I'm trying to download www.pandora.com/profile/stations/olin_d_kirkland
HTML with Java to match what I get when I select 'view page source' from the context menu of the webpage in Chrome.
Now, I know how to download webpage HTML source code with Java. I have done it with downloads.nl and tested it on other sites. However, Pandora is being a mystery. My ultimate goal is to parse the 'Stations' from a Pandora account.
Specifically, I would like to grab the Station names from a site such as www.pandora.com/profile/stations/olin_d_kirkland
I have attempted using the selenium library and the built in URL getter in Java, but I only get ~4700 lines of code when I should be getting 5300. Not to mention that there is no personalized data in the code, which is what I'm looking for.
I figured it was that I wasn't grabbing the JavaScript or letting the JavaScript execute first, but even though I waited for it to load in my code, I would only always get the same result.
If at all possible, I should have a method called 'grabPageSource()' that returns a String. It should return the source code when called upon.

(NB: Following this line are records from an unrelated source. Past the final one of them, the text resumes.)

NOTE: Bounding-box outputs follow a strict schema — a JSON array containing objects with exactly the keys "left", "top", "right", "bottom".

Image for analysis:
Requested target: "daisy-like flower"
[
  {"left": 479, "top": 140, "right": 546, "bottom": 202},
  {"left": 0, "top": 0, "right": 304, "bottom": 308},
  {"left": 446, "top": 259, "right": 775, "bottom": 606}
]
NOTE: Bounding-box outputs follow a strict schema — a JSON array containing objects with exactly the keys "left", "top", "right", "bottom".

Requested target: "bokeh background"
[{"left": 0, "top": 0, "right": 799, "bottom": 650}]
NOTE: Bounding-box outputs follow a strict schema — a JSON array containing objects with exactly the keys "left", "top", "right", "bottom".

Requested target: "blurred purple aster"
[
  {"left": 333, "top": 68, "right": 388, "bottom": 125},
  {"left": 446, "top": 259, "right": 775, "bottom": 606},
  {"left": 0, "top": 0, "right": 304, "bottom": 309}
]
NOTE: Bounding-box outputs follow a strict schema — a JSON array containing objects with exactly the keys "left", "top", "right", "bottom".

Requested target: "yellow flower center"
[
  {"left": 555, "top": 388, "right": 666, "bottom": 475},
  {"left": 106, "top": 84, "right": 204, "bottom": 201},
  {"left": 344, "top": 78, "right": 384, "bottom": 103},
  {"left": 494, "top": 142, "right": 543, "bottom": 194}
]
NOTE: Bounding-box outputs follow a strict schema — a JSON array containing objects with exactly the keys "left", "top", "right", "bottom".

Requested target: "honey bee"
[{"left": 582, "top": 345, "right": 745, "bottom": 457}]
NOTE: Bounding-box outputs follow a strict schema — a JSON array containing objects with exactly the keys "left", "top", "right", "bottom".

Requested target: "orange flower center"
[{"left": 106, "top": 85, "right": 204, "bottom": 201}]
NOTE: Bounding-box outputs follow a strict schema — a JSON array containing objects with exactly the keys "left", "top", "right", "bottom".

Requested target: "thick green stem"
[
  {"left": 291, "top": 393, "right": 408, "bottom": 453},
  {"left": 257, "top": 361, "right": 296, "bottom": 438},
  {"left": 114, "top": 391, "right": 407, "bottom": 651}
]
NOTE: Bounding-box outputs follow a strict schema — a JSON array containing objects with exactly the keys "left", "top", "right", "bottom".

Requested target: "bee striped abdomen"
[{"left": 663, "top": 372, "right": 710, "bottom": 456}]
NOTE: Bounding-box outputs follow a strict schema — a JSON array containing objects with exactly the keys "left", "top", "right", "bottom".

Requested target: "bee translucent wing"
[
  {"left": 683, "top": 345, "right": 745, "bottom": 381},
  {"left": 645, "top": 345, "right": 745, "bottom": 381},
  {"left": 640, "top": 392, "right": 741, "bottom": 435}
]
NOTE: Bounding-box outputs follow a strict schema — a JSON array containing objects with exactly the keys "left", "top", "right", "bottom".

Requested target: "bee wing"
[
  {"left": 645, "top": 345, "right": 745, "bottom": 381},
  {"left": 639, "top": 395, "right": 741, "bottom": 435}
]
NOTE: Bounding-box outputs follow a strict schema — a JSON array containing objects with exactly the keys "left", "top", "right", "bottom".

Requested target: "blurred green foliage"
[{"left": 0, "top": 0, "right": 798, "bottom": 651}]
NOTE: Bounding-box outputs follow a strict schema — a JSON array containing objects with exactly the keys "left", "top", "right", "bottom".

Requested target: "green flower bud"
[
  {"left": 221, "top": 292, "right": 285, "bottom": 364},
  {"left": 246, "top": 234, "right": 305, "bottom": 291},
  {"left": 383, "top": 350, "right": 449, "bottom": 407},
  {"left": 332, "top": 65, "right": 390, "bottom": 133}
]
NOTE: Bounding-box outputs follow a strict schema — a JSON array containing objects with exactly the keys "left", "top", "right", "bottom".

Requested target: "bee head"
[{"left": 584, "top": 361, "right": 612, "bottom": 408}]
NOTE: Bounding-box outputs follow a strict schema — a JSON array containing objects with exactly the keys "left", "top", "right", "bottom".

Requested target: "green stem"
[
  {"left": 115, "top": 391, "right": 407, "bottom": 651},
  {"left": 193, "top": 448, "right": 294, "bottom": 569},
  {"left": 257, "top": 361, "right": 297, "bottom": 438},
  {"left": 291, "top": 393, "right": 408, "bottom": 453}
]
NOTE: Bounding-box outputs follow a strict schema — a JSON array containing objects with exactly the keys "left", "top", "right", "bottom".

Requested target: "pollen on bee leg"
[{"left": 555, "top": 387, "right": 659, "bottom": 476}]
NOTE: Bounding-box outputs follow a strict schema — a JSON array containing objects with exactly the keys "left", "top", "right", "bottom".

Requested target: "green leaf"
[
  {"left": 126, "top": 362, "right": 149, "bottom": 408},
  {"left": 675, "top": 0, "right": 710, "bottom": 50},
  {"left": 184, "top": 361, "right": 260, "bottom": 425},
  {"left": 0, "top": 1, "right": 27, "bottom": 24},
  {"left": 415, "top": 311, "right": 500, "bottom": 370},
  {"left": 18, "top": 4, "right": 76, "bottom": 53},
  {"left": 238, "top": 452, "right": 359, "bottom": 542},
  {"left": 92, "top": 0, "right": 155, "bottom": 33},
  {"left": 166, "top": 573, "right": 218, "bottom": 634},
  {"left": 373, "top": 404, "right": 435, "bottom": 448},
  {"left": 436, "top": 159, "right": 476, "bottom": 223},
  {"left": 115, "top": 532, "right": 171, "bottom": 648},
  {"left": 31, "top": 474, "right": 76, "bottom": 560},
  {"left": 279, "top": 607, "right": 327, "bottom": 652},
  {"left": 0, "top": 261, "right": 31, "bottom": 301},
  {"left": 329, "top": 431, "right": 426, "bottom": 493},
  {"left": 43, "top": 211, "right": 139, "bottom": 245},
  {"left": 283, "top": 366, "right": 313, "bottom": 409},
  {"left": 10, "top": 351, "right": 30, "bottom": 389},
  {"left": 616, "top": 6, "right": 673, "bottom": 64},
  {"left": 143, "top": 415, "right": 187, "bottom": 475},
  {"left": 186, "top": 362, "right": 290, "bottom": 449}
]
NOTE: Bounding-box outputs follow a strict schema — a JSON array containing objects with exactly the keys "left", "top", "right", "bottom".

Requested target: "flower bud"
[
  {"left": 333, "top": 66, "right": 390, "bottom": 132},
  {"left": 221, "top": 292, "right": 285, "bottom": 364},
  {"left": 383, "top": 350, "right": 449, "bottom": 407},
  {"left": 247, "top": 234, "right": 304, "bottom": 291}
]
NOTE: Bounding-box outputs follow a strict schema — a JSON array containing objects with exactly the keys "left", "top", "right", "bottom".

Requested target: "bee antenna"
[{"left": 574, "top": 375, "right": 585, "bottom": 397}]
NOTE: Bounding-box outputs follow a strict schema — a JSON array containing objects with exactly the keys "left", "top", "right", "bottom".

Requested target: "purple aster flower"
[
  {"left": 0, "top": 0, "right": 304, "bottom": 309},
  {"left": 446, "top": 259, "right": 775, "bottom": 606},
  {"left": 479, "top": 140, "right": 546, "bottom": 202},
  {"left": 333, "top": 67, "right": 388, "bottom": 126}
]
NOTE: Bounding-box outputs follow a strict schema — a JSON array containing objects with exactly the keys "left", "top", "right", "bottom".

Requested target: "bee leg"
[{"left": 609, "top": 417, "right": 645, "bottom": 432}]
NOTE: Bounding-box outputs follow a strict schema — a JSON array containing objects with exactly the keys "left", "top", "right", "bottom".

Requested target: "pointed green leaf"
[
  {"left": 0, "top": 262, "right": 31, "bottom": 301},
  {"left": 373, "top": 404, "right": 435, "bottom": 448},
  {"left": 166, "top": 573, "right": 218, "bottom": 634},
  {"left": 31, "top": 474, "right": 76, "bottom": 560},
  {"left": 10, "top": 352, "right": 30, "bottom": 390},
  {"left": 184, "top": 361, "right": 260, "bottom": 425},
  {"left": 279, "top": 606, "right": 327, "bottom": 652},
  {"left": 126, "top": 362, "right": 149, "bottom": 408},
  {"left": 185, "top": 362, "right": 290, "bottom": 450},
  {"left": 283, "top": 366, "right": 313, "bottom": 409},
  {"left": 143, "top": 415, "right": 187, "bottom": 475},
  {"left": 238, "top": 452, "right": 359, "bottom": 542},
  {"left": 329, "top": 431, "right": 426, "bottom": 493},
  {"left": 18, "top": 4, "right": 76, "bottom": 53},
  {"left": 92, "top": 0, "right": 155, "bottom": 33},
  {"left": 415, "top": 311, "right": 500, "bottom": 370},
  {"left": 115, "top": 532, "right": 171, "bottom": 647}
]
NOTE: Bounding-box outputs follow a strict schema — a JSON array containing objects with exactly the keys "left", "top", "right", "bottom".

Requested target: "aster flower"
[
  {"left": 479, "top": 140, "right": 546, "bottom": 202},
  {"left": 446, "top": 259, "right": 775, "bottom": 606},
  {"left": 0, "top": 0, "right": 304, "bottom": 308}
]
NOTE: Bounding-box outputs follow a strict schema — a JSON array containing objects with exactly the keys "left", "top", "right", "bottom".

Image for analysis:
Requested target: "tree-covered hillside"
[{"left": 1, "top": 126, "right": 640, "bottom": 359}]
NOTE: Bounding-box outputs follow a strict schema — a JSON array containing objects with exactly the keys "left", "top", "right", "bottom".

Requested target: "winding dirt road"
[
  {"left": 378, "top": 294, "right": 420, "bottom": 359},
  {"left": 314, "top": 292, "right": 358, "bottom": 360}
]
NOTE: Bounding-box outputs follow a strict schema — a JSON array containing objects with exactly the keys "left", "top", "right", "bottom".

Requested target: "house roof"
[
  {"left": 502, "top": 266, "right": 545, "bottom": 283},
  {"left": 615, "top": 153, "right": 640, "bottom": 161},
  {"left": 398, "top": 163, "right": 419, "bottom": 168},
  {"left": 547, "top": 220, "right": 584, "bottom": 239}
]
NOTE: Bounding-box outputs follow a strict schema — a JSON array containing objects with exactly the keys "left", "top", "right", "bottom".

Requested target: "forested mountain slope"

public class PandoraStationFinder {
public static void main(String[] args) throws IOException, InterruptedException {
String s = grabPageSource();
String[] lines = s.split("\n\r");
String t;
ArrayList stations = new ArrayList();
for (int i = 0; i < lines.length; i++) {
t = lines[i].trim();
Pattern p = Pattern.compile("<a href=\"/station/\\d+\">[\\w\\s]+</a>");
Matcher m = p.matcher(t);
if (m.matches() ? true : false) {
Station someStation = new Station(t);
stations.add(someStation);
// System.out.println("I found a match on line " + i + ".");
// System.out.println(t);
}
}
}
public static String grabPageSource() throws IOException {
String fullTxt = "";
// Get HTML from www.pandora.com/profile/stations/olin_d_kirkland
return fullTxt;
}
}
It is irrelevant how it's done, but I'd like, in the final product, to grab a comprehensive list of ALL songs that have been liked by a user on Pandora.